Bir kadının psişesinde ve/veya kültürünün içinde çökmekte-olan anne yapısı bulunduğunda, o kadın kendi değeri konusunda sallantıdadır. Dışarının talepleri ile ruhun taleplerini yerine getirme arasında yapacağı seçimlerin, bir ölüm kalım meselesi olduğunu hissedebilir. Kendisini, hiçbir yere ait olmayan eziyet çekmiş bir yabancı gibi hissedebilir -dışlananlar için bu normaldir, ama normal olmayan şey oturup buna ağlamak ve hiçbir şey yapmamaktır. İnsanın ayağa kalkıp nereye ait olduğunu aramaya çıkması gerekir. Dışlananlar için bir sonraki adım her zaman budur; içselleştirilmiş, çöken bir anneye sahip olan bir kadın içinse atılacak en esaslı adımdır. Bir kadının çöken bir annesi varsa, aynı duruma düşmemek için direnmelidir.

 Bazıları ruhun bedeni bilgilendirdiğini söyler. Peki ya bir an için bedenin ruhu bilgilendirdiğini, ruhun dünyevi hayata uyum sağlamasına yardım ettiğini, cümleleri çözümlediğini, tercüme ettiğini, boş bir sayfa, mürekkep ve kalem verdiğini, onlarla ruhun hayatlarımızın üstüne yazılar yazdığını hayal etseydik? Sözgelimi, kılık değiştirenlerle ilgili masallarda olduğu gibi, beden ya kendi başına bir Tanrı, bir öğretmen, bir usta, ehliyetli bir rehberse? Peki o zaman ne olacak? Verecek ve öğretecek çok şeyi olan bu öğretmeni cezalandırarak bir ömür geçirmek akıllıca mıdır? Başkalarının bedenlerimizi çekiştirmesine, yargılamasına, eksikler bulmasına izin vererek bir ömür geçirmek ister miyiz? Doğru diye dayatılanları reddedip derinleri dinleyecek, güçlü ve kutsal bir varlık olarak göreceğimiz bedene gerçekten kulak verecek kadar güçlü müyüz?

Kültürümüzün, bedeni sadece heykel gibi gören anlayışı yanlıştır.

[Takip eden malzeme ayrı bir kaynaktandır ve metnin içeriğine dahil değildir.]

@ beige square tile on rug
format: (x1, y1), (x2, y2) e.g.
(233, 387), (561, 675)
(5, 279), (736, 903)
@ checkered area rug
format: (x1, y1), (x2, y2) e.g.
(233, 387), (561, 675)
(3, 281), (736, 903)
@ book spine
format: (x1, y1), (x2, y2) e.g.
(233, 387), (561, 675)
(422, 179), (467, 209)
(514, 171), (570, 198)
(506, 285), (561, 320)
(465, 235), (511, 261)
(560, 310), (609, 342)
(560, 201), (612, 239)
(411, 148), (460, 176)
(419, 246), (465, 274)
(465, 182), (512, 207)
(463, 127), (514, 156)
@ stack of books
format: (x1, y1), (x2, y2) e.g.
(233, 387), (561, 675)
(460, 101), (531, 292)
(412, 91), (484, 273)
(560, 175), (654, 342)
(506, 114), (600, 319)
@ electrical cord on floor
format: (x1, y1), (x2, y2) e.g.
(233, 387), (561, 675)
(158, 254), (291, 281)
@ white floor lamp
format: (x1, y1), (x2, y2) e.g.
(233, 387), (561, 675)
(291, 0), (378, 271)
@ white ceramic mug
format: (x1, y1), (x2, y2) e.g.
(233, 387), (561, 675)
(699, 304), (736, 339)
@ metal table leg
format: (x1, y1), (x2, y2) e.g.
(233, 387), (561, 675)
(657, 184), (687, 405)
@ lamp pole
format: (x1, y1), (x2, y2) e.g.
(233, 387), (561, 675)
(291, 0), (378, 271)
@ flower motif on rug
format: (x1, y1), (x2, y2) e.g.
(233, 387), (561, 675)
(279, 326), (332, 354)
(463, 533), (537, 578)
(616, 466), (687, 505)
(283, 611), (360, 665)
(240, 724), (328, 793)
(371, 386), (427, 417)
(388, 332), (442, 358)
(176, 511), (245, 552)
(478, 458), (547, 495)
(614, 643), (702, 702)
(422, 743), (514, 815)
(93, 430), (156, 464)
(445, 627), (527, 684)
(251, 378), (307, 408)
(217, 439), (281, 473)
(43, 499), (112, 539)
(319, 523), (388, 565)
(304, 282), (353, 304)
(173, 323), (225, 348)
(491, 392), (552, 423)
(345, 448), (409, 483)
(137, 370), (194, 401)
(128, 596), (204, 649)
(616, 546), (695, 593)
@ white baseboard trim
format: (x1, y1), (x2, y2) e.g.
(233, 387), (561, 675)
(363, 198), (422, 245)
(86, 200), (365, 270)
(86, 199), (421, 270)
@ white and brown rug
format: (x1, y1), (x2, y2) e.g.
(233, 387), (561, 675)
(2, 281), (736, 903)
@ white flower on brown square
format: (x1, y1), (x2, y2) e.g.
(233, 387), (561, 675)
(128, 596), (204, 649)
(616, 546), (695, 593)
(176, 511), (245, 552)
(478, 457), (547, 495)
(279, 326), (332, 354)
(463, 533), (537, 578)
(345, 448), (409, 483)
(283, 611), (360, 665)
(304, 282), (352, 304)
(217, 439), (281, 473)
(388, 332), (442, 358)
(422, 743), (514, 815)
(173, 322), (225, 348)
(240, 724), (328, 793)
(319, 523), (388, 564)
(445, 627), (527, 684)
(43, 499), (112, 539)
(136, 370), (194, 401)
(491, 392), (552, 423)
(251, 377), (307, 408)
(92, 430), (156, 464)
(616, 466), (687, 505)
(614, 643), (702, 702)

Beden, mermer değildir. Onun yapılma amacı bu değildir. Onun amacı, içindeki tini ve ruhu korumak, taşımak, desteklemek ve ateşlemektir, bellek için bir depo olmaktır, bizi -en üstün psişik besin olan- duygularla doldurmaktır. Bizi kaldırıp yükseltmektir; bizi var olduğumuzu, burada olduğumuzu kanıtlayacak duygularla doldurmaktır; bize zemin, ağırlık vermektir. Onu, tine yükselmek amacıyla süzülerek terk ettiğimiz bir yer olarak düşünmek yanlıştır. Beden, bu deneyimlerin fırlatıcısıdır. Beden olmazsa eşikleri geçme duygusu olmazdı, yükselme duygusu olmazdı, yükseklik, ağırlık duygusu olmazdı. Bunların tümü bedenden kaynaklanan duygulardır. Beden, bir roket fırlatıcısıdır. Onun ön kapsülünde ruh pencereden dışarıya, gizemli ve yıldızlı geceye bakar ve gözleri kamaşır.

Vahşi Kadın kendi bedeninin tanrısallığını bu ışık altında soruşturabilir ve onu hayat boyu taşımaya mahkum edildiğimiz bir halter olarak, şımartılmış olsun ya da olmasın, hayat boyu bizi taşıyan bir yük hayvanı olarak değil, sayesinde her türlü şeyi öğrenip bilebileceğimiz bir dizi kapı, bir dizi düş ve şiir olarak anlayabilir. Vahşi psişede beden, kendi başına bir varlık olarak anlaşılır, bizi seven, bize bağımlı olan bir varlık; kimi zaman bizim anne olduğumuz, kimi zaman da onun bize anne olduğu bir varlık.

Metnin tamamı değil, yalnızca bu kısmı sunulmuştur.